United Way of Metro Chicago also uses 2-1-1 data to track changing needs and drive impact across the region. This empowers them to mobilize quickly and work efficiently with philanthropy and community-based organizations to address emerging needs.
In 2025, United Way distributed $250,000 in emergency response grants to 24 organizations combating food insecurity. United Way will continue to use 2-1-1 data to inform future response grants addressing critical local needs.
This information is also shared with Cook County, the city of Chicago and other organizations to support proper resource allocation and other local action.
The reality is that community needs continue to grow faster than funding and resources can be deployed. Public-private partnerships such as 211 Metro Chicago are critical to keeping the social safety net intact and meeting the increased demand.
— Jackie Rosa, vice president of strategic initiatives, United Way of Metro Chicago, and Xochitl Flores, bureau chief, Cook County Bureau of Economic Development
Transparency in lawsuits
Illinois’ courts should be fair, transparent and accountable. That’s why Illinois lawmakers should pass HB5244, the proposed Illinois Litigation Financing Transparency Act — a practical reform that brings transparency to a fast-growing industry operating too often in the shadows.
Third-party litigation financing lets outside investors pay for lawsuits in exchange for a cut of whatever money comes out of the case. Sometimes, that can help people bring legitimate claims. But when no one knows who’s funding the lawsuit, who truly benefits or how much influence investors have behind the scenes, it raises real concerns about fairness in the legal system.
This bill strikes the right balance. It does not ban litigation funding. It simply creates basic rules — registration, disclosure and guardrails — to ensure outside funders aren’t steering cases, pressuring settlements or turning a legal system into a business opportunity.
It also addresses two important gaps. First, it limits excessive recoveries so the injured party — not the investor — receives a meaningful share of any award. Second, it tackles the growing world of commercial lawsuit lending, which is increasingly turning litigation into an investment product. The bill also blocks foreign funding so Illinois courts are not used as a financial tool by outside interests.
Other states such as Wisconsin and New York have already acted. Illinois should join.
At its core, the principle is simple: If you’re going to profit from lawsuits filed in Illinois, you shouldn’t be allowed to hide in the shadows.

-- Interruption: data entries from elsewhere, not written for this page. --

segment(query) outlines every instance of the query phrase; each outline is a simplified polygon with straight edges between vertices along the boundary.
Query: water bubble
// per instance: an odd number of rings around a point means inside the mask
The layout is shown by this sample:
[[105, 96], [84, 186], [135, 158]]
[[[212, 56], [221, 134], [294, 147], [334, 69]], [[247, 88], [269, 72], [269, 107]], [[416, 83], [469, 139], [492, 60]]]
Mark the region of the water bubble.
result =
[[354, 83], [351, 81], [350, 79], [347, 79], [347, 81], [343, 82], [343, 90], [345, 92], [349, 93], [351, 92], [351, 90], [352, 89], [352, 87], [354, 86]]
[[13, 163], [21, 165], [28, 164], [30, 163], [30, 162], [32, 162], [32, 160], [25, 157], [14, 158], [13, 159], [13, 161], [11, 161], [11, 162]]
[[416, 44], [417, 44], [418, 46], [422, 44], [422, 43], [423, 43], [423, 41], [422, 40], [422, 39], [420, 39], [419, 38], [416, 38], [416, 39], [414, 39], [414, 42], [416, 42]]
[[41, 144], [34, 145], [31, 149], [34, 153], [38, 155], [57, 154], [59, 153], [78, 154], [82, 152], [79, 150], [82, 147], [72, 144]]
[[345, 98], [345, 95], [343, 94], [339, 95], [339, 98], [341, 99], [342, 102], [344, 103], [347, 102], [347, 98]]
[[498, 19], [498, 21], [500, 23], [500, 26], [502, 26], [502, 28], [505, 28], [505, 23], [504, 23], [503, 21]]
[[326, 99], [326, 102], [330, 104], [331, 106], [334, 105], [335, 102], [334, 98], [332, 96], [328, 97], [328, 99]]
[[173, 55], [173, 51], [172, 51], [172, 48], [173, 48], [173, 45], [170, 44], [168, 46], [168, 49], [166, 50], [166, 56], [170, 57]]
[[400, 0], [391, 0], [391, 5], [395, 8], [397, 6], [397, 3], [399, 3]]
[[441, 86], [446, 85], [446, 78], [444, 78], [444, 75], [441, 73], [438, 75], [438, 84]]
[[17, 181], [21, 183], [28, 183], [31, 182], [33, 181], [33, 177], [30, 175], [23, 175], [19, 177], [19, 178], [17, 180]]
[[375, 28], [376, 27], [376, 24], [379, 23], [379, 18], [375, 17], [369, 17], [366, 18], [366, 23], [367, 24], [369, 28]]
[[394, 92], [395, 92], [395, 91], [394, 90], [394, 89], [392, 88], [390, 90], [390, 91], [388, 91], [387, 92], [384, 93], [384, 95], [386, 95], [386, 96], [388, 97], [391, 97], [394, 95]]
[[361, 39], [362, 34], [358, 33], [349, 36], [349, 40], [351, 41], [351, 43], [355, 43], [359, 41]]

— State Rep. Dan Ugaste, R-Geneva
Sound priorities for health
I read Laura Washington’s Feb. 11 column “SNAP junk food bans punish poor families” with interest. While I agree that Robert F. Kennedy Jr., a former trial attorney, may not be the strongest choice for secretary of the Department of Health and Human Services, I found an inconsistency in her argument.
Washington accurately notes that many of the products proposed for restriction “can increase the risk of Type 2 diabetes, high blood pressure, heart disease, cancer and other maladies.” If we accept that these health risks are real and well documented, it seems reasonable to question whether taxpayer-funded nutrition assistance should subsidize those same products.

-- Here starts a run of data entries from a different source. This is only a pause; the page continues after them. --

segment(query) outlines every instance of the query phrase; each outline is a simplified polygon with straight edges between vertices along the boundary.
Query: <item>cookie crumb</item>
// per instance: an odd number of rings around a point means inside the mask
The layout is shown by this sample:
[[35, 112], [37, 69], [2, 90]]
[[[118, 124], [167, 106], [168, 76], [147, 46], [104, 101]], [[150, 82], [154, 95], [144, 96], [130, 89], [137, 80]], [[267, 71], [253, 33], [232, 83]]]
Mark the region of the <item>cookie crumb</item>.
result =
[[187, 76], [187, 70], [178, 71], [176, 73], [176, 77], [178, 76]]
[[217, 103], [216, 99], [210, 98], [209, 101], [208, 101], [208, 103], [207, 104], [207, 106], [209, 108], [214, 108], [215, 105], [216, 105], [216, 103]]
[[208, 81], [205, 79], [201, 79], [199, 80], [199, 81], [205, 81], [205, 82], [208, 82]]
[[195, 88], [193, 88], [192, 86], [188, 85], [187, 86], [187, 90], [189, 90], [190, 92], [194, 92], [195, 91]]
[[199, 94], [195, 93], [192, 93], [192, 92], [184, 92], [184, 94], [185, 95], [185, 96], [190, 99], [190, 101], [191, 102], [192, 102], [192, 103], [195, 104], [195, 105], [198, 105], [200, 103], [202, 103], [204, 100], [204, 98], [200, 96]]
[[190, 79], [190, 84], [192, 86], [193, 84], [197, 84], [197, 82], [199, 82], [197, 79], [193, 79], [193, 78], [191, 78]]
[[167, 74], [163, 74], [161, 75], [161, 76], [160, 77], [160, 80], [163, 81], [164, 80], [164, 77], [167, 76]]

This is not a novel or partisan idea. As first lady, Michelle Obama championed efforts to improve access to nutritious foods in so-called food deserts.

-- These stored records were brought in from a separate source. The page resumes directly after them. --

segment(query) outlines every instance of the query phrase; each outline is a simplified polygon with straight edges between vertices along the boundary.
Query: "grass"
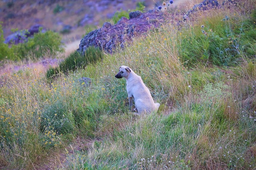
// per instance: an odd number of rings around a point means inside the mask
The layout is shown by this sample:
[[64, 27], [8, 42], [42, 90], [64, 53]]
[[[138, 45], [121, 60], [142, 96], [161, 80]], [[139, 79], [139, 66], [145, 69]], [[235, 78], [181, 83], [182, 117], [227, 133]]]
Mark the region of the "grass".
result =
[[[0, 167], [254, 169], [255, 10], [243, 4], [166, 23], [50, 82], [36, 69], [3, 74]], [[122, 65], [161, 104], [157, 114], [128, 111], [125, 80], [114, 76]]]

Denying SNAP funds for soda or candy does not prevent anyone from purchasing those items with their own money. It simply aligns a nutrition assistance program more closely with its stated public health purpose. I doubt that refraining from subsidizing sugary beverages denies poor and working-class families the occasional joy of a treat.
Public policy can respect personal choice while also reflecting sound health priorities — especially when taxpayer dollars are involved.